Adrian at The Art of Fiction draws our scathing attention to UEA's New Writing Ventures. It's mis-named, as so many of these schemes are, because, as he points out, it's not primarily about writing itself. The focus, as usual nowadays, is the status and real-life identity of the author. As opposed to the National Short Story contest, this time it's 'emerging authors' being courted, those who have not had a 'dedicated publication of their work, ie a novel or a collection'. You must give a short account of your 'writing life' (!), and strictly no pen names or c/o addresses allowed. (Don't these people know that good fiction writers are constitutionally incapable of sticking to facts and are the world's experts in creating alter egos?) And it's a development project: does this mean your work can be too good to qualify, ie you wouldn't benefit from the nice little year-long mentoring scheme set up with the funding, and which of course is the real focus of it all? This scheme makes a point of avoiding the current trend for ageism - for once there's no upper age limit - but as always the stress is on the wearying, drearying obsession with new faces and new names. What about those increasingly numerous writers who've published one or two novels and then been dropped because publishers are hooked on the marketing notion of The Next New Thing - who ever sets out to help them? It's now accepted publishing wisdom that a novel by a new author is easier to sell to bookshops than one by a second- or third-time author, so every exciting new writer given a leg-up by these schemes is a mid-list has-been in the making - it's only a matter of time.
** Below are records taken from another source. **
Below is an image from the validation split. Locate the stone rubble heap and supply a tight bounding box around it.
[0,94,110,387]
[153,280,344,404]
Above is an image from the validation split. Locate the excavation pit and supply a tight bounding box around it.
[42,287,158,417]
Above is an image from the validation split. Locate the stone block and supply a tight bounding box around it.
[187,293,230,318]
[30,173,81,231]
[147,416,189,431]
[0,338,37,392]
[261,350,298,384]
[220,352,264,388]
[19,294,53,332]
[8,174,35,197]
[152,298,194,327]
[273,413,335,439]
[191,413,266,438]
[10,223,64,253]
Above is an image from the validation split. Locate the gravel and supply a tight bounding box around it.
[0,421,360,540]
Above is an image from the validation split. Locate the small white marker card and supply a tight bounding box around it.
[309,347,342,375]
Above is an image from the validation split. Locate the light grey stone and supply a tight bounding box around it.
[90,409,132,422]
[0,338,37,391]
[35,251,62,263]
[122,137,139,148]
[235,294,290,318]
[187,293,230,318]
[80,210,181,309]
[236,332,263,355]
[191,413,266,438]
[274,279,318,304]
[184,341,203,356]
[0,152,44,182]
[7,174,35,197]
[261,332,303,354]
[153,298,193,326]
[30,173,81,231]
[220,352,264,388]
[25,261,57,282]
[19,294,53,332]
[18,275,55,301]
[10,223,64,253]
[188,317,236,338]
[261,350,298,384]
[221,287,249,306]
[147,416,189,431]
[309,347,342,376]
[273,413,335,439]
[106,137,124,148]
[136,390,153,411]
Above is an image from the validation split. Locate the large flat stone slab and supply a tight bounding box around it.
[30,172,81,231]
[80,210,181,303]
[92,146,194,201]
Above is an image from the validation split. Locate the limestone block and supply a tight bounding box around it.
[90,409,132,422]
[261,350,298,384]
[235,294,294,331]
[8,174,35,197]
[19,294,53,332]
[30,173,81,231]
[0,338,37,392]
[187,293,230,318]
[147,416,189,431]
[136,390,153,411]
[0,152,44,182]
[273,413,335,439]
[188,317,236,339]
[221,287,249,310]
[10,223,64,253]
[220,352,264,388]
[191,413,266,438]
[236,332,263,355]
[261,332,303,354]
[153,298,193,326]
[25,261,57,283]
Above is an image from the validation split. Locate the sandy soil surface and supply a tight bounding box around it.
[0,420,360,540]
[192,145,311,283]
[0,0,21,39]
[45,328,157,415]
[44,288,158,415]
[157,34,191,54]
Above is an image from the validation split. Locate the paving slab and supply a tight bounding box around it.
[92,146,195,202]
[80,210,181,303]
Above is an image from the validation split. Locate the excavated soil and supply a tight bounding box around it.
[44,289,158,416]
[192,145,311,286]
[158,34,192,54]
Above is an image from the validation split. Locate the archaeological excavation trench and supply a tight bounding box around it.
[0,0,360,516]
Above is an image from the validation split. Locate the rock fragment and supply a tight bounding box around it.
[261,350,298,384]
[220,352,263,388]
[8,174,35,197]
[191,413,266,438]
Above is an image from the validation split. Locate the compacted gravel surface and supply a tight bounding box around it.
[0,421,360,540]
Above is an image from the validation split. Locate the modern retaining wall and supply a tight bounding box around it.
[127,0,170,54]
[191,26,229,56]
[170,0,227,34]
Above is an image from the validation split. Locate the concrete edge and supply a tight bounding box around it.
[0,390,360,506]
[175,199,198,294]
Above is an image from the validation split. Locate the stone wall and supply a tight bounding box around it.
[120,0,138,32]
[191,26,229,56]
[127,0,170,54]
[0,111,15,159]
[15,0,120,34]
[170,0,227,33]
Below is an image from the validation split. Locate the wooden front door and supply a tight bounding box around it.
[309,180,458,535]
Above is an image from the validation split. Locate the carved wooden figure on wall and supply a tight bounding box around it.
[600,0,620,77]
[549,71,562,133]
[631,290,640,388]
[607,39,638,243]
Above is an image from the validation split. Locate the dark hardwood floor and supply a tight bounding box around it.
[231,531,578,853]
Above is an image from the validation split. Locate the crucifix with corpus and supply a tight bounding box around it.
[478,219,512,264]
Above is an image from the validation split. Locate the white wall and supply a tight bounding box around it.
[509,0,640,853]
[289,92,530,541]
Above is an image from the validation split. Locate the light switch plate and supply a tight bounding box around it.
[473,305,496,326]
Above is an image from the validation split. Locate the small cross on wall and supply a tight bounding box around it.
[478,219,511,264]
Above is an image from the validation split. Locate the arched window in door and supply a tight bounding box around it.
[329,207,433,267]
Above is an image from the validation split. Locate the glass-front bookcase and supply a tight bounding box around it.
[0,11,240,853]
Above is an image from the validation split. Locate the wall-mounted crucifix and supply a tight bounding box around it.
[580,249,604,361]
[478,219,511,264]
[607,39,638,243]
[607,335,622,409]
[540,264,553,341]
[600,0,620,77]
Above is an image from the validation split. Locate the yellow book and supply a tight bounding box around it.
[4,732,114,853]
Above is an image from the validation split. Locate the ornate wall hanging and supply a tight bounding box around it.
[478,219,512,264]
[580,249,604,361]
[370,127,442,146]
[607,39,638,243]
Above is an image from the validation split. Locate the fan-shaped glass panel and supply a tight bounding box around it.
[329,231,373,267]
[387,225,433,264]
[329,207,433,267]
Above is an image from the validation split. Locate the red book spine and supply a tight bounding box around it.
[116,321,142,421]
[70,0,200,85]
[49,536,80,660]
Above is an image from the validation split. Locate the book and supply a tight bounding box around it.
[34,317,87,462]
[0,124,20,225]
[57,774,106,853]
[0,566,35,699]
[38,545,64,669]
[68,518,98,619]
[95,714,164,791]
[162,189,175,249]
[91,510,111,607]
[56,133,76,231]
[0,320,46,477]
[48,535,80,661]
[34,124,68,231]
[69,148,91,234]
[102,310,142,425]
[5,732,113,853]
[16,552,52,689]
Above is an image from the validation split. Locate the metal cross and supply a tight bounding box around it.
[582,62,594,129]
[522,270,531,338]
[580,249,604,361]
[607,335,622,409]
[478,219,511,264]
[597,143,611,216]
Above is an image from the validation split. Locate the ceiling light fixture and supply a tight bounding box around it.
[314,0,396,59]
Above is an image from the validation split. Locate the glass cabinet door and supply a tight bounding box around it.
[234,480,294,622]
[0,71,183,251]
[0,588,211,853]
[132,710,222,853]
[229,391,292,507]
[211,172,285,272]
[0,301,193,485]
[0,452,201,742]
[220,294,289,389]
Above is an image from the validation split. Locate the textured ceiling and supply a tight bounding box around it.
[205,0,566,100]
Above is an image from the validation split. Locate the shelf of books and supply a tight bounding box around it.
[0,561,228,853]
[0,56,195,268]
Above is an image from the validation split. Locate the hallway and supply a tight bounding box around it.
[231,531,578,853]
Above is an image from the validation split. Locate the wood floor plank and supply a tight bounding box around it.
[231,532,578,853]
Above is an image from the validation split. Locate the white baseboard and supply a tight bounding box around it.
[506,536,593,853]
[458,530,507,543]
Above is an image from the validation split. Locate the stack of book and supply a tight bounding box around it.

In my last post I commented on the trend towards the familiar, and so this might seem like a contradiction, but it's not. We get bored easily, but we don't want real change, we're not interested in real literary development, and in the age of the cult of youth and personality we are frankly frightened of the kind of change that overtakes dewy young faces as the years go by. We want a new brand of the same product: tales of youth adorned with pics of authors with sulky pouts and slides in their hair and little-girl cardigans. (Apologies to Gwendoline Riley, but then I never said I wasn't a bitch; now there's an author who managed to publish a very short novel - see 'Odds and Ends' in the Art of Fiction - and I suspect it wasn't simply on the strength of her prose, good as it is.)
But so it goes, to quote the great man (now there's a supple subversive literary mind inside an old shell).
Everyone's at it, no one can avoid it: the esteemed Ra Page ain't above it all, indeed his whole publishing venture seemed founded on the practice of eschewing established practitioners of the short story in favour of persuading established practitioners of other forms - poets and playwrights - to give it a go. Anything to be able to say you're offering something new in the way of authorship as opposed to simply writing.